Thursday, February 26, 2015

DOOGE

The Mesolithic Metroticket
Having just spoken of the caves of Monte Circeo, another cave in Italy holds the remains of a very different activity.  Blanc’s reading of this second bunch of remnants is as follows:  “In the cave Basua (Savona) a vaguely zoömorphic stalagmite has been used by Neanderthal man (evidenced by its footprints, identified by F. Pales) as a target for a presumably magic ceremony consisting of throwing clay pellets at the target.  This practice occurred in the innermost chamber of the cave (the cave being a cave bear’s den, littered with cave bear bones), 450 meters away from its opening: an extremely uncanny environment.  The hypothesis of a game should not be considered, but rather one of a magic ceremony in which it appears for the first time that Neanderthal man used unmodified zoömorphic natural features of caves for magic purposes, long before the birth of art by the so-called Homo-sapiens, an art that sometimes consisted of the intentional modification, by the addition of engravings upon vaguely zoömorphic stalagmites or cave walls” (124).

I think there is a simpler explanation, more simple even than magic, though if it were elaborated enough it could evolve into magic.  These Neanderthals were after a cheap thrill – cheap as a pile of dirt.  If I were a stone-ager, I think it would be an intense jolt to imagine myself fighting a bear ten times my size, and the key to my survival was to hit the tip of a stalagmite with this feather-light, impossible-to-control, crumbling lump of clay.  What a rush!  If I hit, I live.  If I miss, I die, but all in the safety of cave-cozy make-believe.  This stalagmite is not a bear.  It is not going to tear me into quivering lumps and devour them while they are still quivering.  But the pretending makes the feeling real.  It is the thrill of surviving from one moment to the next, heightened by the imaginative and focused slinging of dirt.  It is nearly the same as the thrill millions of people get from watching the ball drop on New Year’s Eve, and in that case the outcome is pre-determined, or watching some crew win the Super Bowl, in which case the outcome is not.

Habits such as these: throwing clay pellets, watching Felix Potvin tend goal, waiting with nerdly anticipation for the apotheosis of some bombastic symphony by a German Romantic composer, buying a prize horse at auction, decapitating a Neanderthal, crossing the Rubicon, or tweaking into madness before the DJ goes “dooge” on the record, all contain the same basic element – it is the thrill of a moment when something happens to heighten it.  The enhancement of the relentlessly moving Now.  Or, as Saint Augustine writes, “and thus passeth it on, until the present intent conveys over the future into the past; the past increasing by the diminution of the future, until by the consumption of the future, all is past” (129).  I cannot speculate on the length of Creation, but the creation of an art piece most definitely ought to have an end – it being the cumulative result of many of these Augustinian “present intents” until as much time is consumed as is necessary to finish it.  The planning becomes the past, the execution becomes the moment, the result belongs to the future, which suggests a new plan for the next step.  To make a fresh mark on an art surface is to take on the danger of the unknown.  If the mark hits, it goes “dooge.”  The tension of the past becomes the release of the future.  This danger, and the consequent thrill of success, is especially true in graffiti art and tattoo art, where there is very little room for error, and if you mess up, everyone will know it was you who failed, and there won’t be any hiding it (one could say these are examples of “extreme art ” or maybe “art sports”).  But even outside graffiti and tattoos, the thrill of the Now is a regular part of the artistic process.  A mistake is costly, wrong stitch takes nine hours to undo.

Music uses time to create transcendent moments.

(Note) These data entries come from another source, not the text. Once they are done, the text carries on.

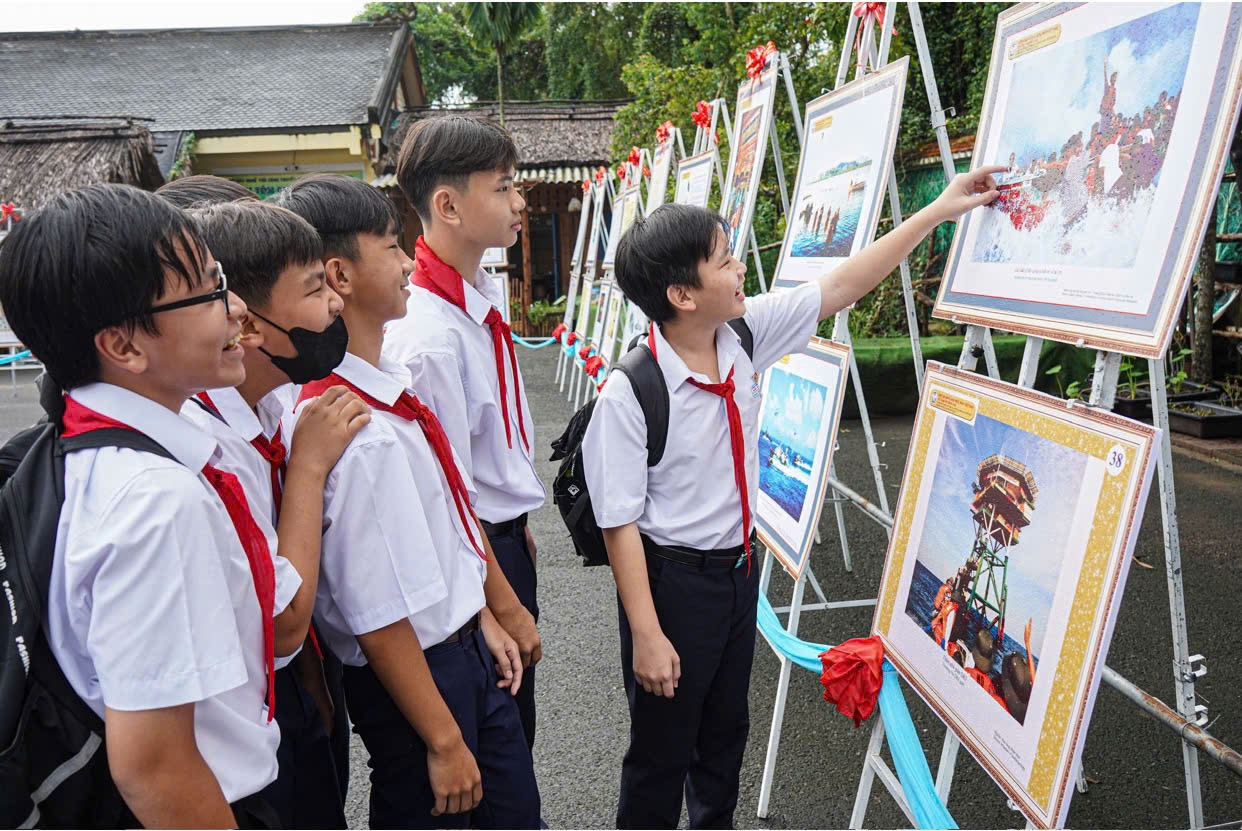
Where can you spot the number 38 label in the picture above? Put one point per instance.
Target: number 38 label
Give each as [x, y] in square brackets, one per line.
[1115, 460]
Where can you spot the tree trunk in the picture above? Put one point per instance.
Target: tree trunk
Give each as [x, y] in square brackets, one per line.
[1205, 296]
[499, 81]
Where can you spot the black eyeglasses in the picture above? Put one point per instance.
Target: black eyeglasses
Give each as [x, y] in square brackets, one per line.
[221, 293]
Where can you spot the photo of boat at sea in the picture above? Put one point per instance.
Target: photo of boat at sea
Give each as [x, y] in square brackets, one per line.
[829, 213]
[788, 437]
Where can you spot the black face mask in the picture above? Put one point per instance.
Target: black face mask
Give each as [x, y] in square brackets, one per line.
[318, 352]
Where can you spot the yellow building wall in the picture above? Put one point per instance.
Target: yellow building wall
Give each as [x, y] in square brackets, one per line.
[267, 163]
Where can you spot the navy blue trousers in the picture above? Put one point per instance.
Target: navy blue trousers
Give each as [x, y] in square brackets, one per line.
[693, 742]
[401, 795]
[514, 559]
[306, 794]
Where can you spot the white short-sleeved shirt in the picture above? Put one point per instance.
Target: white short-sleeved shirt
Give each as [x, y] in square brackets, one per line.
[152, 603]
[237, 456]
[393, 544]
[452, 368]
[689, 498]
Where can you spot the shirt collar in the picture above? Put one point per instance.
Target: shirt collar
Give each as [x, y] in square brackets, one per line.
[384, 383]
[236, 414]
[189, 445]
[728, 344]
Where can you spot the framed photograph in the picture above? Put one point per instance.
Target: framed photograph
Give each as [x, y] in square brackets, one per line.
[752, 122]
[596, 236]
[595, 337]
[624, 214]
[496, 258]
[797, 430]
[581, 327]
[847, 157]
[584, 221]
[611, 326]
[694, 179]
[1114, 121]
[1014, 532]
[661, 165]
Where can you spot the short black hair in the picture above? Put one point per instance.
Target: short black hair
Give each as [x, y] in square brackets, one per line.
[255, 242]
[447, 149]
[339, 208]
[665, 250]
[201, 190]
[88, 260]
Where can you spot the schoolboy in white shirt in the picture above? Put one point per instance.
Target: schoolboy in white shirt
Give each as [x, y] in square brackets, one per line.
[679, 534]
[406, 578]
[291, 332]
[457, 172]
[154, 611]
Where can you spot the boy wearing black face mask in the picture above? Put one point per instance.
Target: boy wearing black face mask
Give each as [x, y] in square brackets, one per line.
[292, 332]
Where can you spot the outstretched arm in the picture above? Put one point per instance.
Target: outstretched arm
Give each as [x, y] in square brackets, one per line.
[863, 271]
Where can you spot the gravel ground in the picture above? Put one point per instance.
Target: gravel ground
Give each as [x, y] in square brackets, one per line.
[1133, 762]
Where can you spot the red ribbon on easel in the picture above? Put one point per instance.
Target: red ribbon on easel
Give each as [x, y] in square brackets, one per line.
[756, 59]
[853, 672]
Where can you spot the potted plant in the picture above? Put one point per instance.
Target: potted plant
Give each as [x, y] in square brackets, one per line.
[1220, 419]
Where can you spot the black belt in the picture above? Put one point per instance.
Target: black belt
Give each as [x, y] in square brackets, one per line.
[713, 558]
[467, 629]
[507, 528]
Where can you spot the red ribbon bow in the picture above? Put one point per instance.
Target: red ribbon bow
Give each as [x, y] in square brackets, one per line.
[756, 59]
[702, 116]
[853, 672]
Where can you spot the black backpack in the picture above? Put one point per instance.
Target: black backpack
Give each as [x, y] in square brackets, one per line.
[54, 768]
[569, 488]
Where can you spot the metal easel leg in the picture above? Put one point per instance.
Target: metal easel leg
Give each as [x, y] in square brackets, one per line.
[1184, 673]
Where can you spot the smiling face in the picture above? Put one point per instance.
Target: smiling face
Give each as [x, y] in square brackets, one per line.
[379, 277]
[198, 347]
[720, 295]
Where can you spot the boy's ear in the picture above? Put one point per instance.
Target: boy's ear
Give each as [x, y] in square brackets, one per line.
[338, 276]
[681, 298]
[116, 348]
[444, 205]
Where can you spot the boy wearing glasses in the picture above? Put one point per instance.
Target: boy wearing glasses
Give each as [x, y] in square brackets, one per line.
[154, 611]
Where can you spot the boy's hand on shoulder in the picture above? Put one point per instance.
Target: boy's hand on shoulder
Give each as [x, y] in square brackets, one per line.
[968, 190]
[521, 625]
[326, 426]
[455, 778]
[504, 650]
[656, 665]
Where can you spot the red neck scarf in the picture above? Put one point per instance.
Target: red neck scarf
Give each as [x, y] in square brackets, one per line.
[440, 278]
[80, 419]
[411, 409]
[272, 450]
[737, 440]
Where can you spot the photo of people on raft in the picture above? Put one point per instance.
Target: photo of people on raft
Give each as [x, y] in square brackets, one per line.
[997, 531]
[1086, 133]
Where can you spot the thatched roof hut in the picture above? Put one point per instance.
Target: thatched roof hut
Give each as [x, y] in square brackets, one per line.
[40, 158]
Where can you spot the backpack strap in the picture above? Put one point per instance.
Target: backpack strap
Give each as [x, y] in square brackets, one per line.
[652, 394]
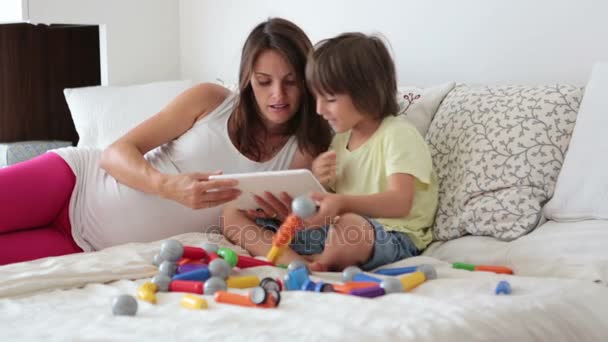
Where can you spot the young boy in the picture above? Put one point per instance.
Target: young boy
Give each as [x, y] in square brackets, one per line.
[378, 167]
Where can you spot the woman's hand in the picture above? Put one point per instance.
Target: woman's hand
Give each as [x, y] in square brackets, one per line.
[273, 206]
[196, 191]
[330, 207]
[324, 168]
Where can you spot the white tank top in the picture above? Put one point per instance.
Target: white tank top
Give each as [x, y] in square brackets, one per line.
[104, 212]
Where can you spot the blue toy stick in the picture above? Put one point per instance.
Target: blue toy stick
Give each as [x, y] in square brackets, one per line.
[397, 271]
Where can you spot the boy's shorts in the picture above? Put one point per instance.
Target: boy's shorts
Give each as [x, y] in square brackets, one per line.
[389, 246]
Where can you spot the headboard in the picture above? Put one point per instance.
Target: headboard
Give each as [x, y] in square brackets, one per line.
[36, 63]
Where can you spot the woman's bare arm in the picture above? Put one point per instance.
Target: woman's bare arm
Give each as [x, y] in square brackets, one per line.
[124, 159]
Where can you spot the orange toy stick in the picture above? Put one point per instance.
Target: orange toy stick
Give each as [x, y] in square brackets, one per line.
[283, 237]
[352, 285]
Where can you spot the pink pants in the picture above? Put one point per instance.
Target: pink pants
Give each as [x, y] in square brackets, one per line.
[34, 202]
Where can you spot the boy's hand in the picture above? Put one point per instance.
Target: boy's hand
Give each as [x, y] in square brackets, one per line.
[330, 207]
[273, 206]
[324, 168]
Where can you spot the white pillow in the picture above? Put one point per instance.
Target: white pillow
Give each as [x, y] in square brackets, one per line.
[581, 192]
[102, 114]
[419, 105]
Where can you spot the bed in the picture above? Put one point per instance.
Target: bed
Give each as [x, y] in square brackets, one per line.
[69, 298]
[559, 290]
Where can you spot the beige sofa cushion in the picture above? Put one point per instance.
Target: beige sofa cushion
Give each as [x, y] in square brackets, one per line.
[497, 151]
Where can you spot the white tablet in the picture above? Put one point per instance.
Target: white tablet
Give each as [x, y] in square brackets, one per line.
[294, 182]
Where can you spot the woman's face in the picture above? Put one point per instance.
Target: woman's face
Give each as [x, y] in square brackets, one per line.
[276, 88]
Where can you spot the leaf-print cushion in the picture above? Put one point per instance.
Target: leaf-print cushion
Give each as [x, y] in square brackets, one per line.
[497, 151]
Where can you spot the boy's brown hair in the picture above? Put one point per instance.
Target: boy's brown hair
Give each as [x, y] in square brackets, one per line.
[357, 65]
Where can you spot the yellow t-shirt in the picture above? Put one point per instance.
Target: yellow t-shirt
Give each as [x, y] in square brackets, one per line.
[395, 147]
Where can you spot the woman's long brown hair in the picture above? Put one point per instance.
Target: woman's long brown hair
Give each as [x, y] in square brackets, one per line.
[312, 133]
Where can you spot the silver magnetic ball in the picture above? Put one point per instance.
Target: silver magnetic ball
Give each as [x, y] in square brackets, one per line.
[162, 282]
[157, 260]
[168, 268]
[297, 264]
[391, 285]
[350, 272]
[213, 285]
[303, 206]
[220, 268]
[124, 305]
[209, 247]
[429, 271]
[171, 250]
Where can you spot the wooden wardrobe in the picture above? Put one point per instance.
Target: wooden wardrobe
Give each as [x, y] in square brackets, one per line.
[36, 63]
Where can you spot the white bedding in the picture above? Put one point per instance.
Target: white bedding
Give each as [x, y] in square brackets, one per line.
[555, 249]
[459, 305]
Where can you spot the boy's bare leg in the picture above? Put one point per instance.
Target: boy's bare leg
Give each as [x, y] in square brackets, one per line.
[242, 231]
[350, 242]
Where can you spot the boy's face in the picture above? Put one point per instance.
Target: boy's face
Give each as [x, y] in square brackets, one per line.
[339, 111]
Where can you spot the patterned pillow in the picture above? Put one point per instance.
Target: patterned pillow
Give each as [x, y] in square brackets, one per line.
[419, 105]
[497, 151]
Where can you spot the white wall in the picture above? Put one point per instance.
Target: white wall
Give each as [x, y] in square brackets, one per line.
[13, 10]
[142, 37]
[474, 41]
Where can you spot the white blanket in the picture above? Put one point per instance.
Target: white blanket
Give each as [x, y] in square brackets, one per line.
[459, 305]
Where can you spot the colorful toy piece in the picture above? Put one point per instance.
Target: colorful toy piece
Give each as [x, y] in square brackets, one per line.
[190, 301]
[296, 278]
[258, 297]
[229, 255]
[124, 305]
[397, 270]
[486, 268]
[503, 287]
[351, 285]
[200, 274]
[245, 261]
[147, 292]
[189, 268]
[354, 273]
[194, 253]
[242, 282]
[209, 247]
[302, 208]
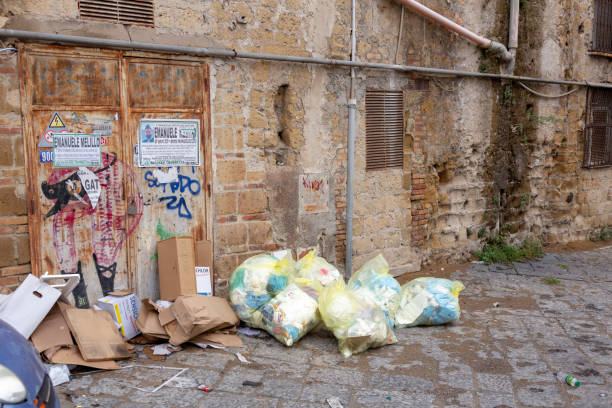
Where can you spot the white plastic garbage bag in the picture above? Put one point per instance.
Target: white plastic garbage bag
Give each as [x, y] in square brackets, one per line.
[357, 323]
[255, 282]
[373, 281]
[428, 301]
[290, 314]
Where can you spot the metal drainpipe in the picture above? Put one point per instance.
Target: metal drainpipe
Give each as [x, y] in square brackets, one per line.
[350, 165]
[513, 32]
[479, 40]
[225, 53]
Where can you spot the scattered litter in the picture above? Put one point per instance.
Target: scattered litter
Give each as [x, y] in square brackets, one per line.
[59, 373]
[182, 370]
[572, 381]
[357, 323]
[165, 349]
[242, 359]
[428, 301]
[334, 402]
[247, 331]
[373, 281]
[163, 304]
[207, 345]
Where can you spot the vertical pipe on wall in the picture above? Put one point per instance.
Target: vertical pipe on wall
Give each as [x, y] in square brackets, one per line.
[350, 166]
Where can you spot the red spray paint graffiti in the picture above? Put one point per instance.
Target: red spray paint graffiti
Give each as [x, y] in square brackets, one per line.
[110, 223]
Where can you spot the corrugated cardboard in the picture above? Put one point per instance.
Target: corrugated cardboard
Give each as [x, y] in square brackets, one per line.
[95, 333]
[176, 264]
[25, 308]
[124, 311]
[204, 270]
[196, 314]
[148, 321]
[52, 332]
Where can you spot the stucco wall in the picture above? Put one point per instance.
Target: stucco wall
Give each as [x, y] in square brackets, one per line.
[479, 154]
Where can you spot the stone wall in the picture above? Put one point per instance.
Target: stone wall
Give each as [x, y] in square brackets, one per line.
[479, 155]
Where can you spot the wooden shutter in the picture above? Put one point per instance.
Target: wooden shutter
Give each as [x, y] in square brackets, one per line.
[384, 129]
[598, 135]
[602, 26]
[137, 12]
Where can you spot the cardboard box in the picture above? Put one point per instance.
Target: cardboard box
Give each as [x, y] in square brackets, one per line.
[203, 268]
[124, 310]
[176, 264]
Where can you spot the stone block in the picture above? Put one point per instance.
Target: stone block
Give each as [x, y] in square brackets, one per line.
[229, 235]
[225, 203]
[11, 203]
[228, 172]
[260, 232]
[251, 202]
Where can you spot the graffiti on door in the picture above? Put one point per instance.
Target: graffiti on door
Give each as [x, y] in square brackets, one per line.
[174, 192]
[109, 222]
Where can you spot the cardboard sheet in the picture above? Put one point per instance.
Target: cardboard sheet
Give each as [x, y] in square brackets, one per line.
[72, 355]
[96, 334]
[52, 332]
[148, 321]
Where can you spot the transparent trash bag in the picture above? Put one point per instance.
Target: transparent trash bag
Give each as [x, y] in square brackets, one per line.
[317, 271]
[428, 301]
[290, 314]
[357, 323]
[255, 282]
[374, 281]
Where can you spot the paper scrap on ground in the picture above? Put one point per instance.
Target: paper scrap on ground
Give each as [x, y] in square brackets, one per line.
[247, 331]
[165, 349]
[334, 402]
[166, 177]
[242, 359]
[91, 184]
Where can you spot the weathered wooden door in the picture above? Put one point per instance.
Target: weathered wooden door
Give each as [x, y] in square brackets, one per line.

Visual art puts materials through a process in time, and freezes each transcendent moment into something static after the fact.  Still, it runs on the same fuel that inspired our ancestors to throw clay pellets, and moreover, to ritually cannibalize each other, and, moreover, to represent this cannibalism symbolically after the ritual had passed through an ethical crisis.  Action enhances the moment between tension and release.  This moment between tension and release is pervasive.  Elias Cannetti has a term for it with regard to the behavior of crowds – the discharge.  “The most important occurrence within the crowd is the discharge.  Before this the crowd does not actually exist; it is the discharge which creates it.  This is the moment when all who belong to the crowd get rid of their differences and feels [sic] equal” (17).  It is the human equivalent of tornado – nature’s way of ironing out the wrinkles and turning disequilibrium into balance.  The discharge has analogies in many realms: including weather systems, bordellos, arenas, Italian caves, operating theaters, funeral homes, riots, music halls, bathrooms and artist studios.